Avec quinze essais en Coupe du monde, il est le meilleur marqueur sud-africain en activité. Et donc le joueur qui sera le plus surveillé en demi-finale. Pour battre la Nouvelle-Zélande, « il faut être au-dessus de ce qu’on peut donner de meilleur, au sommet du sommet de notre forme et de nos capacités », a-t-il déclaré dans L’Équipe. C’est à peu près ça.

Parce qu’Handré Pollard peut rivaliser avec Dan Carter

Certes, Dan Carter est capable de fulgurances assez uniques dans l’Ovalie. Mais Handré Pollard, ancien meilleur joueur du monde chez les moins de vingt ans, n’est pas mal non plus. À seulement 21 ans, il est un titulaire indiscutable du XV sud-africain. Solide (1,89m pour 98 kilos), il est également l’artisan du rugby nouveau des Boks. Terminé le tout-physique. Pollard entend bien utiliser les espaces avec des longues passes vers le large, en recourant le moins possible au jeu au pied.

Quatrième meilleur scoreur de la compétition, Pollard n’a été remplaçant qu’une seule fois dans ce mondial.

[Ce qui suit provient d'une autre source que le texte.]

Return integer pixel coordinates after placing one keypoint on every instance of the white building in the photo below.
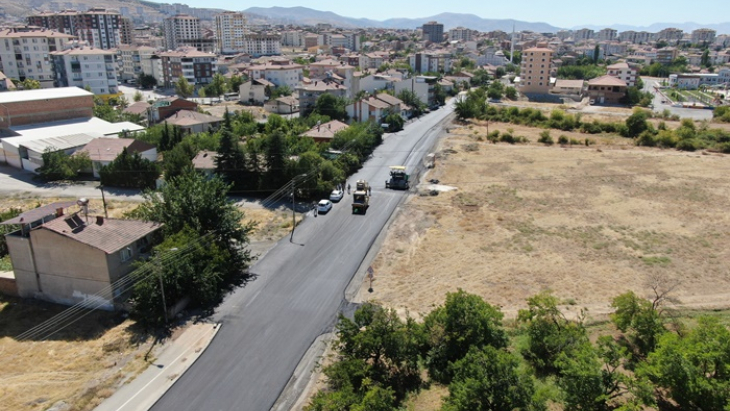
(26, 54)
(279, 71)
(180, 30)
(132, 58)
(230, 28)
(86, 67)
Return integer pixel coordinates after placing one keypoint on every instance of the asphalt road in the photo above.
(269, 324)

Et l’Afrique du Sud a perdu, face au Japon…

Un domaine dans lequel il est pourtant plein d’assurance, et qui pourrait lui servir à occuper le terrain et à repousser la marée noire. Depuis le début de cette Coupe du monde, fiable dans le secteur des pénalités, il a inscrit 64 points, dont 18 dans le seul quart de finale contre les Gallois, remporté 23 à 19. Quatrième meilleur scoreur de la compétition, Pollard n’a été remplaçant qu’une seule fois dans ce mondial. Et l’Afrique du Sud a perdu, face au Japon. De quoi ne pas douter de son influence.

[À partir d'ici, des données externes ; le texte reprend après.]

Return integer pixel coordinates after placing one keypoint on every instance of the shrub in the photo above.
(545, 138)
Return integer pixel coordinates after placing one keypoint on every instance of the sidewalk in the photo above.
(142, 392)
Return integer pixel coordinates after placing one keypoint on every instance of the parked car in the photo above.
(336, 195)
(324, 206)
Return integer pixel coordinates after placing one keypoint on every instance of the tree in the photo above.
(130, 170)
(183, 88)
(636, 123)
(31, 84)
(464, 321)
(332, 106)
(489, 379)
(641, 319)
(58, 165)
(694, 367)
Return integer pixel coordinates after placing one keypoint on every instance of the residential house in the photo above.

Handré Pollard (Matt Dunham/AP/SIPA) © Handré Pollard (Matt Dunham/AP/SIPA)

Handré Pollard (Matt Dunham/AP/SIPA) © Handré Pollard (Matt Dunham/AP/SIPA)

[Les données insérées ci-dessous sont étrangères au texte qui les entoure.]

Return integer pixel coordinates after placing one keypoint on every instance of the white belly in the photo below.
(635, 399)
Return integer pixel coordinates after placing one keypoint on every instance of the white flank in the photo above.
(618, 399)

Parce que leur dimension physique peut fatiguer les Black

On promettait aux Néo-Zélandais un gros combat physique contre les Français. Il n’a pas eu lieu tant les Tricolores ont été lessivés par la machine noire. Mais, côté combat, les Sud-Africains peuvent proposer une toute autre résistance, notamment si le temps est pluvieux et oblige, pour cause de ballon glissant, à raccourcir les passes. Même avec un rugby renouvelé, le XV d’Afrique du Sud reste l’un des plus solides du monde à l’impact.

Pas sûr donc que l’ailier néo-zélandais Savea parvienne à mettre les Sud-Africains fesses par-dessus tête aussi facilement que des Français. Quant aux centres Richie McCaw ou Ma’a Nonu, indispensables au XV néo-zélandais, ils pourraient, à 35 et 33 ans, souffrir de la densité des Springboks.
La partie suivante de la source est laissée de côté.